Rename one to one_wire for clarity in sxy, sx and sy evaluation #52
Description
Crate
ragu_circuits
Severity
low
Repo commit
Description
In the eval function from ragu_circuits/s/sx.rs, the variable one refers to a wire returned by mul, while one is already conceptually associated with the constant value F::ONE. This naming overlap can reduce readability and make the code harder to follow.
Renaming one to one_wire would make it immediately clear that this variable represents a wire rather than a field constant.
Code
File name: ragu_circuits/s/sx.rs
pub fn eval<F: Field, C: Circuit<F>, R: Rank>(
circuit: &C,
x: F,
key: F,
) -> Result<unstructured::Polynomial<F, R>> {
if x == F::ZERO {
// The polynomial is zero if x is zero.
return Ok(Polynomial::new());
}
let multiplication_constraints = 0;
let linear_constraints = 0;
let x_inv = x.invert().expect("x is not zero");
let xn = x.pow_vartime([R::n() as u64]);
let xn2 = xn.square();
let current_u_x = xn2 * x_inv;
let current_v_x = xn2;
let xn4 = xn2.square();
let current_w_x = xn4 * x_inv;
let mut collector = Collector::<F, R> {
result: unstructured::Polynomial::new(),
multiplication_constraints,
linear_constraints,
x,
x_inv,
current_u_x,
current_v_x,
current_w_x,
one: current_w_x, // one constant value
available_b: None,
_marker: core::marker::PhantomData,
};
let (key_wire, _, one) = collector.mul(|| unreachable!())?;
// Enforce linear constraint key_wire = key to randomize non-trivial
// evaluations of this circuit polynomial.
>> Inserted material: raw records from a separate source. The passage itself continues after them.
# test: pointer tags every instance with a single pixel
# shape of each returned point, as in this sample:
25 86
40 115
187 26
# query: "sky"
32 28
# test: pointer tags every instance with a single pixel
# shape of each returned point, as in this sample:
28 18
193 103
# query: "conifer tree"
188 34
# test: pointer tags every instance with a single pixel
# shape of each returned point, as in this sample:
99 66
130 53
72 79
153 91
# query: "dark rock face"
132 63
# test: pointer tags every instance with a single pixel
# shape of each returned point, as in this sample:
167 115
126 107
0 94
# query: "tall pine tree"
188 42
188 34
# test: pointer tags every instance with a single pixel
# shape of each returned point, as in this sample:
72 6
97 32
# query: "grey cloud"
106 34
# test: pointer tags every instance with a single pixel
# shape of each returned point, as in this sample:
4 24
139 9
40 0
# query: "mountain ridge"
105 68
collector.enforce_zero(|lc| {
lc.add(&key_wire)
.add_term(&one, Coeff::NegativeArbitrary(key))
})?;
let mut outputs = vec![];
let (io, _) = circuit.witness(&mut collector, Empty)?;
io.write(&mut collector, &mut outputs)?;
for output in outputs {
collector.enforce_zero(|lc| lc.add(output.wire()))?;
}
collector.enforce_zero(|lc| lc.add(&one))?;
collector.result[0..collector.linear_constraints].reverse();
assert_eq!(collector.result[0], collector.one);
Ok(collector.result)
}Recommendations
Renaming one to one_wire.
pub fn eval<F: Field, C: Circuit<F>, R: Rank>(
circuit: &C,
x: F,
key: F,
) -> Result<unstructured::Polynomial<F, R>> {
if x == F::ZERO {
// The polynomial is zero if x is zero.
return Ok(Polynomial::new());
}
let multiplication_constraints = 0;
let linear_constraints = 0;
let x_inv = x.invert().expect("x is not zero");
let xn = x.pow_vartime([R::n() as u64]);
let xn2 = xn.square();
let current_u_x = xn2 * x_inv;
let current_v_x = xn2;
let xn4 = xn2.square();
let current_w_x = xn4 * x_inv;
let mut collector = Collector::<F, R> {
result: unstructured::Polynomial::new(),
multiplication_constraints,
linear_constraints,
x,
x_inv,
current_u_x,
current_v_x,
current_w_x,
one: current_w_x,
available_b: None,
_marker: core::marker::PhantomData,
};
let (key_wire, _, one_wire) = collector.mul(|| unreachable!())?;
// Enforce linear constraint key_wire = key to randomize non-trivial
// evaluations of this circuit polynomial.
collector.enforce_zero(|lc| {
lc.add(&key_wire)
.add_term(&one_wire, Coeff::NegativeArbitrary(key))
})?;
let mut outputs = vec![];
let (io, _) = circuit.witness(&mut collector, Empty)?;
io.write(&mut collector, &mut outputs)?;
for output in outputs {
collector.enforce_zero(|lc| lc.add(output.wire()))?;
}
collector.enforce_zero(|lc| lc.add(&one_wire))?;
collector.result[0..collector.linear_constraints].reverse();
assert_eq!(collector.result[0], collector.one);
Ok(collector.result)
}Also affected
The eval functions from sxy.rs and sx.rs are subject to the same issue.